The United Kingdom issued a series of stamps commemorating the centenary of Mahatma Gandhi. In the UK, there are several prominent statues of Gandhi, most notably two in London: one in Tavistock Square near University College London where he studied law and another in Parliament Square. 30thJanuary is commemorated there as the "National Gandhi Remembrance Day." What a change of heart for a country that ruled us for more than a century!
In the US, there are statues of Gandhi in New York, Washington DC, San Francisco and several other cities. Gandhi statues dot prominent locations in almost all the major countries of the world, which is an incredible honour.
There have been approximately 250 stamps issued bearing Gandhi's image from 80 different countries worldwide. There are at least a hundred monuments commemorating Gandhiji in different countries of the world. Thus Gandhiji symbolizes soul-force to the whole world even to this day. We too have MG Roads in almost every city/town and numerous Gandhi statues too.
But do we still value our Mahatma?
This year marks the 150th birth anniversary of the Mahatma. Apart from some formal mention here and there, it is obvious that the celebration is low-key. There appears to be a deliberate move to stymie the importance of the father of the nation. If that is true, it is a grievous mistake. It is not only a disservice to the nation, but also the height of ingratitude. No nation can forget the pangs of its birth, much less the ones who nursed it out of the deep recesses of slavery and poverty. It is filial ingratitude, to say the least.
Is Gandhiji only a serendipitous phenomenon, or is he worth much more? The fact of the matter is that we do not seek to understand the significance and uniqueness of this great soul. He is more than a freedom fighter. He is not even a revolutionary in the classical sense. He has not been a rabble-rouser or a great orator. In fact he doesn’t fit into any of our familiar stereotypes. He is Abraham Lincoln, Martin Luther King Jr and Nelson Mandela combined. He has had the mass appeal of the American heroes and the long saga of suffering of the African icon.
Gandhiji therefore is not a political iconoclast or a charismatic leader. He has been beyond and above all these. His strength was in his absolute commitment to truth and purity of purpose. He understood truth as a divine force, a meeting point of the divine and the human, time and eternity. Non-violence was not just a creed or dogma for him, it was a saintly vision based on his belief that when truth is your armour, there is nothing to fear. Satyagraha literally means holding on to truth. The triumph of truth was his main article of faith; but he did not believe in the supernatural triumph of truth. He believed that truth triumphs through human action in which clarity, courage and accountability to God were essential ingredients. Such a course of action demanded extreme patience. At a time when truth is manufactured on the assembly-lines of political expediency, we find it increasingly difficult to believe that Gandhiji is still the father of this nation.

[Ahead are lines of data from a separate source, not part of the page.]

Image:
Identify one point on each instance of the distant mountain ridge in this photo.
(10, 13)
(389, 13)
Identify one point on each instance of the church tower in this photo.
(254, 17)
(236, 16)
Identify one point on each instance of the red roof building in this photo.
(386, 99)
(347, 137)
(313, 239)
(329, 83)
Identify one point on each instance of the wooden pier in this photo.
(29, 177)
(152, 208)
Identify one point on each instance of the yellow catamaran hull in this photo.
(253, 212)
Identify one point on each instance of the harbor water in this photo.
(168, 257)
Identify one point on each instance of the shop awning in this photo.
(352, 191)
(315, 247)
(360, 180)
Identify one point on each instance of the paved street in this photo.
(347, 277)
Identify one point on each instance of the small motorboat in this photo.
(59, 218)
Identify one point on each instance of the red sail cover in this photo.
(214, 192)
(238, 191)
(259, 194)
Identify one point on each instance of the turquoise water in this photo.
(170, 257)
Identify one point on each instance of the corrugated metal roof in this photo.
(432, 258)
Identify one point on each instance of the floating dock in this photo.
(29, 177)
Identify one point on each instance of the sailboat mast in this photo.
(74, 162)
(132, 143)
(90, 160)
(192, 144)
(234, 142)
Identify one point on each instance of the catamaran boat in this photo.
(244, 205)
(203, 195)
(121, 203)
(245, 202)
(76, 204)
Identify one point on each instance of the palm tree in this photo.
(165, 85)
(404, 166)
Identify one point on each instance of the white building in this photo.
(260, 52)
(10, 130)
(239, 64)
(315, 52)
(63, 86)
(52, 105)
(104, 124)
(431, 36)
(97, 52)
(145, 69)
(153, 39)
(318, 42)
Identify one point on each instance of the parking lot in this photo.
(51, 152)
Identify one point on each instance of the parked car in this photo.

Gandhiji lived a selfless life on the sheer strength of ‘character and soul force’. He was assassinated because he could not be tamed. His frail physique carried a tremendous will-power and moral conviction that stood up against the might of the British Empire. His voice could be stilled, but his silence has become more eloquent than his voice. His life still remains his message, a life of simplicity clothed in truth and non-violence. His life and testimony have become part of the history of our species. His voice is heeded with respect by the world. Bapu’s legacy lives on; and, as Nehru said in Bapuji’s funeral speech, this light will continue to illumine our life till the end of history.